Bitcoin’s second price crash of the week has sent a wave of nerves rippling over the cryptocurrency markets with red screens across the board this morning.
After tumbling from an all-time-high $58,371 to around $52,150 at the start of the week, signs of recovery were beginning to suggest BTC was entering a temporary dip as it began to test $55,000 again by Tuesday evening.
Wednesday, however, saw a steady decline as the original cryptocurrency slipped back under the important psychological level of $50,000 and looked – to all intents and purposes – like the market wanted to settle along the $48,000 line. This notion was reflected yesterday as BTC bounced between $47,000 and $49,000 in what appeared to be a clear indication of being drawn into a long stint at $48k.
As is often the case in the volatile world of cryptocurrency, BTC had other ideas, and traders woke to find Bitcoin had plummeted below $45,000 – even dropping a brief scarlet wick under $44k.
It wasn’t entirely a sea of red, though. A bright green lifeboat in the shape of Cardano’s impressive native token ADA – once again showing its mettle against a strong negative current – was on the rise and climbing at more than dollar.
ADA aside, Bitcoin’s dramatic price shift this week has set alarms bells ringing across investors and traders – many no doubt still finding discarded Champagne corks from the weekend’s celebrations of punching through $58,000.

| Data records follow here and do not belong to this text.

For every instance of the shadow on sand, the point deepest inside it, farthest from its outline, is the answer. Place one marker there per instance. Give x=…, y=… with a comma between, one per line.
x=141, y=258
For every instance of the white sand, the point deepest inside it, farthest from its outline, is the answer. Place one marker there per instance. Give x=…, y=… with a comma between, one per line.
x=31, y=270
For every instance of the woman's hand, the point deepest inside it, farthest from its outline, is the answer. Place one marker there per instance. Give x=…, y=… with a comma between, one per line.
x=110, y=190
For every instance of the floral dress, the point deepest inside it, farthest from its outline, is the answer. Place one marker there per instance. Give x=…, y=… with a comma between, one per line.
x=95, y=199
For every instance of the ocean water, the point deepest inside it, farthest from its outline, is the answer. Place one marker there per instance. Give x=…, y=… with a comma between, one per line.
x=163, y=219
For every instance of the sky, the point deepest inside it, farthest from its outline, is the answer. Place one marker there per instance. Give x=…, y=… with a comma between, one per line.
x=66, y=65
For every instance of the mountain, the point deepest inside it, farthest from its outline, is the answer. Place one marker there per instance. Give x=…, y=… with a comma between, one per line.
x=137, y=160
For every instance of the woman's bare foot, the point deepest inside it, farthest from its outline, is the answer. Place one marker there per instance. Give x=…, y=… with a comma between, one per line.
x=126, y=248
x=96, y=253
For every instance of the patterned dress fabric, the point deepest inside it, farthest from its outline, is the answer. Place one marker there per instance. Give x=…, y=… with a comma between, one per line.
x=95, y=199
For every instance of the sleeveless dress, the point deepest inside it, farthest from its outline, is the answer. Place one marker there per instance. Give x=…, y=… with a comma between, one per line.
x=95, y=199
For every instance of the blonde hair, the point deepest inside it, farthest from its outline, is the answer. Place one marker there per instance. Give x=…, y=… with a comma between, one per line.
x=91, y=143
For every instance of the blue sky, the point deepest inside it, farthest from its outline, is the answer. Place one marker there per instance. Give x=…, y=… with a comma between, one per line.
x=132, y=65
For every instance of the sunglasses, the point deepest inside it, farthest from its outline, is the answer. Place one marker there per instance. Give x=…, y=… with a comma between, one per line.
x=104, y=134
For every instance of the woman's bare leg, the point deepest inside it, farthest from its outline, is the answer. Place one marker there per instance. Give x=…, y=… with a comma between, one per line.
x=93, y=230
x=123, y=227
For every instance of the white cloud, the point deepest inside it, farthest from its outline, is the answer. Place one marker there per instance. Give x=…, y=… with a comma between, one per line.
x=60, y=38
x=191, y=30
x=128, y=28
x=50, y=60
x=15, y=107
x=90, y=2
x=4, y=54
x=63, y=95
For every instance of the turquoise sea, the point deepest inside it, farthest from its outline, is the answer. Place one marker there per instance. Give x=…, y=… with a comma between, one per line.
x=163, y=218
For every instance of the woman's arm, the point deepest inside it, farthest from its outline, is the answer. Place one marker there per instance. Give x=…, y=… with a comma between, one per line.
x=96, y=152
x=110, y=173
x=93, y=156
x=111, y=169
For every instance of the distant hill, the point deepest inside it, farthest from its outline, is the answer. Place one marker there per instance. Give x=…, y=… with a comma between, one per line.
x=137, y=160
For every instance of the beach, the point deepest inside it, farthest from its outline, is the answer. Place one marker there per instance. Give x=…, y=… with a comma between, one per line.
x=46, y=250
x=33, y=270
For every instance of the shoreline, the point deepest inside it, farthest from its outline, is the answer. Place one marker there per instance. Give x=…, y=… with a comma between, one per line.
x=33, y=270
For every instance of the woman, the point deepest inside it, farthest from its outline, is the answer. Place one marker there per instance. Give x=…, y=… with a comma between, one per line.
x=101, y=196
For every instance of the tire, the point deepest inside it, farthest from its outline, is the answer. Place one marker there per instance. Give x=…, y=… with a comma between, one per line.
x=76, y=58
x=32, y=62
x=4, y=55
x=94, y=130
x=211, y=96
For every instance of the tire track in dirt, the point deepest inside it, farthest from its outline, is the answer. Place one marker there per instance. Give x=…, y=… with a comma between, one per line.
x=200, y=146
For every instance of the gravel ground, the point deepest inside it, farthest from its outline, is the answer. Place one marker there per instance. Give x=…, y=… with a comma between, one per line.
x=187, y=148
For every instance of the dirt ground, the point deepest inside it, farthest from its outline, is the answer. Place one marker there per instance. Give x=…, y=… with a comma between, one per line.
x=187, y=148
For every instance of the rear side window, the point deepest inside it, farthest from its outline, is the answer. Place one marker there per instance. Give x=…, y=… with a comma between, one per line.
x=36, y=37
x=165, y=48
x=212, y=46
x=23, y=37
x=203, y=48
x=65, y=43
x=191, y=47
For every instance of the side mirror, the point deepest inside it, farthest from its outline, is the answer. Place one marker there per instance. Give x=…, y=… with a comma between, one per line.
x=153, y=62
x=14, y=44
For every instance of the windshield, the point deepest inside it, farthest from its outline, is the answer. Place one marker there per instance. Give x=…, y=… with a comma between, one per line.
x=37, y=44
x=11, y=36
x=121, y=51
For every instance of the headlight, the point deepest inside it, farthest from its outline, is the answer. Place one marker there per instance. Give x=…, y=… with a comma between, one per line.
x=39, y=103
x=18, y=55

Reflecting over a week of charts and movements, it would appear that fears of BTC overstretching itself in a furious bid to hit a landmark high have rung true. Support levels became gossamer-thin and the price has slipped, unchecked by falling volume.
Experienced and well-respected crypto analyst Mati Greenspan – founder of Quantum Economics – believes Bitcoin may have simply got ahead of itself.
“It got overheated,” he told City AM today.
“People got carried away – now we see a mix of liquidations and profit-taking.”
The market is already beginning to show the predicted liquidations and profit grabs. This morning has signalled some buying momentum as investors look to capitalise on the dip.
A note of caution awaits, though. Weekend trading has, historically, often been weak and largely registered declines over the years.
Whatever happens to Bitcoin over the next few days depends entirely on what side of the bed the US crypto traders get up from later today. By mid-afternoon, the big players in California will no doubt have the final say on which direction the crypto compass will point as we cap off the end of an exciting week in markets.